US health Care Plan may make it harder for the poor

Criticism continues to poor in on the US Health Care proposal that has just been released from the Senate Finance Committee.

Many of the reforms are based on the Health Care plan in Massachusetts. Since enacted in the state, the government has had trouble keeping up with the increasing prices for health care, especially during the global recession. In fact, some unintended effects of the plan have made it harder for the poor to receive health care. Critics say that the problem with the federal reform bill is that is patterned after Massachusetts plan.

From the IPS, Adrienne Appel explains how the Massachusetts plan has made it harder on the poor.

All the major plans in Congress are mirrored after the reforms in Massachusetts, including the requirement that everyone purchase insurance at market rates - which grow yearly - or face a hefty fine. The fine is up to 1,000 dollars in Massachusetts.

"Once failure to buy health insurance is a federal offence, what's next?" Steffie Woolhandler, a Harvard physician and member of Physicians for a National Health Programme, recently told a Congressional committee.

The Massachusetts reforms were crafted three years ago by Republican Governor Mitt Romney, the venture capitalist and presidential candidate.

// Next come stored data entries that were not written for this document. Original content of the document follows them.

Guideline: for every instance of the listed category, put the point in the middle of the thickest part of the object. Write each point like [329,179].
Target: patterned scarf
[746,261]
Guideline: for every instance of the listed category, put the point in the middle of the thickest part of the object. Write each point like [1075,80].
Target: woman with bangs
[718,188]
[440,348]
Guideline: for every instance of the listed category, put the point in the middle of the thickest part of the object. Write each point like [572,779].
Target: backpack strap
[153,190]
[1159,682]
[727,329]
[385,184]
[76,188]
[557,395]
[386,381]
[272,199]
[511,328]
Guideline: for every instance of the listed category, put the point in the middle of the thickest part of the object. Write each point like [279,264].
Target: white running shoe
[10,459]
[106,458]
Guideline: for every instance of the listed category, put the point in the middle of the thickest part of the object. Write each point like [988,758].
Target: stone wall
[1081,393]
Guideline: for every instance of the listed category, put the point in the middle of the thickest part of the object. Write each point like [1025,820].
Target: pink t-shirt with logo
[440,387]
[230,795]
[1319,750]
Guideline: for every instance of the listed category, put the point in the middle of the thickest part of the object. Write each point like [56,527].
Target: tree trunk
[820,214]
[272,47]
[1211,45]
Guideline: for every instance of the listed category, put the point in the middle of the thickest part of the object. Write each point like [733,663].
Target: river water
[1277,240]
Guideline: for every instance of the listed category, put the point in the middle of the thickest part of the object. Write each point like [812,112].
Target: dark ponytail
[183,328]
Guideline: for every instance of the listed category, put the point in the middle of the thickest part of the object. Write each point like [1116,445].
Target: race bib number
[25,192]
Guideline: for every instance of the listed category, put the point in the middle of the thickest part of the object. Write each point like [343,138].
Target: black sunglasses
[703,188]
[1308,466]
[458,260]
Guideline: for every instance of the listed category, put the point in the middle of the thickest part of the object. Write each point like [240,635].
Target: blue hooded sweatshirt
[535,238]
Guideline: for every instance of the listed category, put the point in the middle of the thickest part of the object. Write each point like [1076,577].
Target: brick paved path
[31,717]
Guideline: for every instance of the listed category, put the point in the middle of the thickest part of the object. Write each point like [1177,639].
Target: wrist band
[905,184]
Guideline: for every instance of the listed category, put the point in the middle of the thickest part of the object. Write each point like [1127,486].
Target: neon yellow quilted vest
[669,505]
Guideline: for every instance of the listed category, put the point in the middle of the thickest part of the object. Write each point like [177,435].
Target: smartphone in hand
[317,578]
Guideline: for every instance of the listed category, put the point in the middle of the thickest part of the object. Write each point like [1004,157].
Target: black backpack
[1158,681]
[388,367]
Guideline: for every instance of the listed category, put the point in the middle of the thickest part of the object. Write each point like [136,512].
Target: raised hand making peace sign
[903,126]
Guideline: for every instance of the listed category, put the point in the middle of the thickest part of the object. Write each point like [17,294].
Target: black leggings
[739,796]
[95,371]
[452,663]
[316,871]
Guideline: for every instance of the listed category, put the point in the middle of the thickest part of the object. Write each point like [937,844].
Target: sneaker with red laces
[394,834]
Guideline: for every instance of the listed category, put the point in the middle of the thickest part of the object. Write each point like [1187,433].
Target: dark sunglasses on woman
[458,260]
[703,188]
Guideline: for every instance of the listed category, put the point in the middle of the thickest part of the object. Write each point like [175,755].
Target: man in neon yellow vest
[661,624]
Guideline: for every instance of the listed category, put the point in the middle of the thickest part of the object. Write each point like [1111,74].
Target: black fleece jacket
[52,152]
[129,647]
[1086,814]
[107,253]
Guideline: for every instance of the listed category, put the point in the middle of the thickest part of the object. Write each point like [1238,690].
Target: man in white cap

"The Massachusetts plan is not sustainable. It contained no cost control and raised no new revenues. We're basically just spending money," Benjamin Day, executive director of MassCare, which campaigns for a single-payer system, told IPS.
...

The Massachusetts reforms are attractive to Congress because the state outlawed abuses by insurers and cut in half the number of people without insurance, meaning that 97.4 percent of residents were insured, the highest percentage of any state.

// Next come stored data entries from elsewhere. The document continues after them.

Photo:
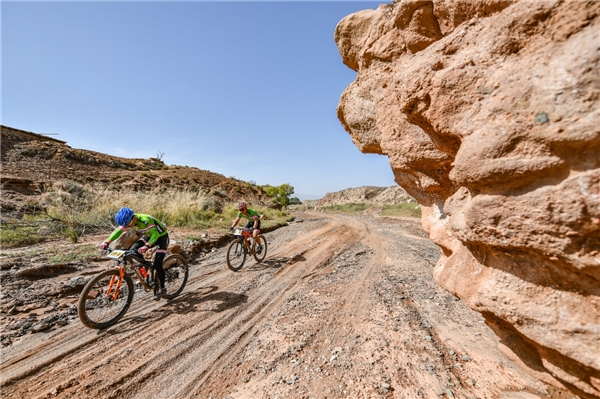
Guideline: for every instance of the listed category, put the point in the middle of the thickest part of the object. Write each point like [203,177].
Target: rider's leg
[255,234]
[137,245]
[162,243]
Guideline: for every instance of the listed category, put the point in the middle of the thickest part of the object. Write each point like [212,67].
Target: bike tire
[96,311]
[236,255]
[176,274]
[263,254]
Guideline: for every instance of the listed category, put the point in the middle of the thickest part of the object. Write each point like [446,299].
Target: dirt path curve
[343,307]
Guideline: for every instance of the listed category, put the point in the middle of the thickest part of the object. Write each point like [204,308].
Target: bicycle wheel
[96,309]
[259,257]
[236,255]
[176,274]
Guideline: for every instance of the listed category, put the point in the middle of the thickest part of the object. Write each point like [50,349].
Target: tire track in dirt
[340,308]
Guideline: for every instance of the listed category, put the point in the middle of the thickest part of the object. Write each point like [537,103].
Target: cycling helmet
[124,216]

But, "Skimpy, overpriced coverage like this left one in six Massachusetts residents unable to pay their medical bills last year," Woolhandler said.

The requirement that all residents buy health insurance or be penalised is a centrepiece of proposals being debated by Congress, though it has proved highly unpopular in Massachusetts and surprisingly unsuccessful.

About 352,000 people in 2008 chose to be fined rather than pay 4,000 dollars or more per year for health insurance, according to figures just released by the U.S. Census.

The Massachusetts reforms were enacted two years ago to try to decrease the hundreds of thousands of people showing up at hospital emergency rooms desperate for health care and with no money to pay for it.

There was a system in place to cover this care, a tax on wealthier hospitals that was redistributed to poor hospitals that provided most of this free care, and it was working well. But the wealthy hospitals asked for reforms.

"The individual mandate is a huge boon for insurers. And hospitals got a huge rate increase," Day said.

"Patients are not an organised group and they had no voice, much less uninsured people. It's not quite the ideal political experience," he said.

"We had a free care pool for the uninsured and for many people it was better than what we have today," Day added.

The poor now have to purchase drugs that previously were free, and pay every time they see a doctor or go to the hospital.

Poor people continue to seek free care at hospitals and clinics, but under the reforms the hospitals are no longer compensated for this care. The clinics and hospitals are buckling under the stress, and have had to cut staff and programmes.

Boston Medical Centre, which treats anyone regardless of ability to pay, is reimbursed just 64 cents for every one dollar it spends, it says. It is suing the state as a last resort.

Health reform "should not and cannot be financed on the backs of the poor. We hope our suit serves as a cautionary tale to federal policymakers as they take up national health care reform," said the hospital's CEO, Elaine Ullian.